1. #1

    Interesting article that would be useful for Orc RPers.

    Found this article about Orcish martial arts/fist fighting and thought folks should have a looksee as its a good read and pritty darn true IMO

    he idea of martial arts in fantasy has been bandied around and used for a long time. However, it is usually in relation to the more “civilized” races. But, imagine if a culture such as Orcs had developed an organized fighting art.

    In order to imagine this, one has to first define what kind of culture the Orcs in question live in. There seems to be as many different types of Orcs and Orc Cultures as there are fantasy writers willing to write about them. From Tolkien’s hate-filled brutes, to Stan Nicholl’s near-human warriors of honor, to World of Warcraft’s tribal crusaders; the common threads seem to be that Orcs are strong, brutal warriors. So, it would stand to reason that any fighting art developed by Orcs, regardless of culture, would be filled with offensive strikes, debilitating defenses, and the mindset that “anything goes” in a fight.

    Techniques
    As an eclectic martial artist myself (though way out of shape and practice), I am drawn to the more direct, non-flashy styles of fighting; boxing, kickboxing, Krav Maga, etc. I think Orcs would feel the same way. In fact, I would wager that your average Orc would get a huge kick (no pun intended) out of MMA. So, in my mind, an Orcish martial art would resemble that. Imagine Randy Couture with green skin and tusks.

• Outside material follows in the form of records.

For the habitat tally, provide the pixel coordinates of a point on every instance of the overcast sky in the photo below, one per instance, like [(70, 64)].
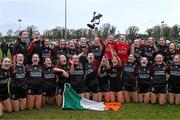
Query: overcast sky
[(47, 14)]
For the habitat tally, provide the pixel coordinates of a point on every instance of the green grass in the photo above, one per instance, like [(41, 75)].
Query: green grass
[(128, 111)]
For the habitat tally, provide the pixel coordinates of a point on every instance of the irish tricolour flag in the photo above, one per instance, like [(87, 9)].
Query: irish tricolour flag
[(71, 100)]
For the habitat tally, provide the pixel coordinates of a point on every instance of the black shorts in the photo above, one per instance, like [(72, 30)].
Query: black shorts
[(130, 88), (159, 89), (49, 92), (4, 95), (32, 91), (60, 89), (93, 89), (104, 88), (18, 92), (116, 86), (172, 89), (144, 88)]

    For techniques we’re looking at a lot of heavy punches, direct kicks, and maybe some simple joint locks and throws. But Orcs wouldn’t abide by no rules, so head butts, groin shots and rabbit punches would be pretty normal. Hell, even a bite or finger gouge would be called for, should the need arise. Punches and kicks would be heavy, with the aim of crushing flesh and bone. Joint locks would be designed to break limbs, or at least disable them. And throws would preferably involve a solid object to aim your opponent’s body at.

    An Orcish martial art would probably operate on the principle of “The best defense is a good offense.” While blocking an attack would be something that would be done, it would most often be done in a way that the blocked appendage would suffer some damage. Basically, an incoming punch makes the arm your new target, etc. And like many Asian arts, defending yourself while making a simultaneous counter-attack would be the norm. Add to this dodging, bobbing, and weaving, and you have all the defense you need.

    Conditioning
    I always envisioned Orcs who “train” doing so in very strenuous ways. Physical strength and endurance would be paramount, so many of their exercises would involve developing those attributes. Kettle bells are an ancient tool for strength-training, and I envisioned in one story I was writing that Orcs would use something similar. Basically two round stones of equal weight, with rope handles attached. There are tons of exercises one could do with these, not the least of which would be to simply carry them from place to place.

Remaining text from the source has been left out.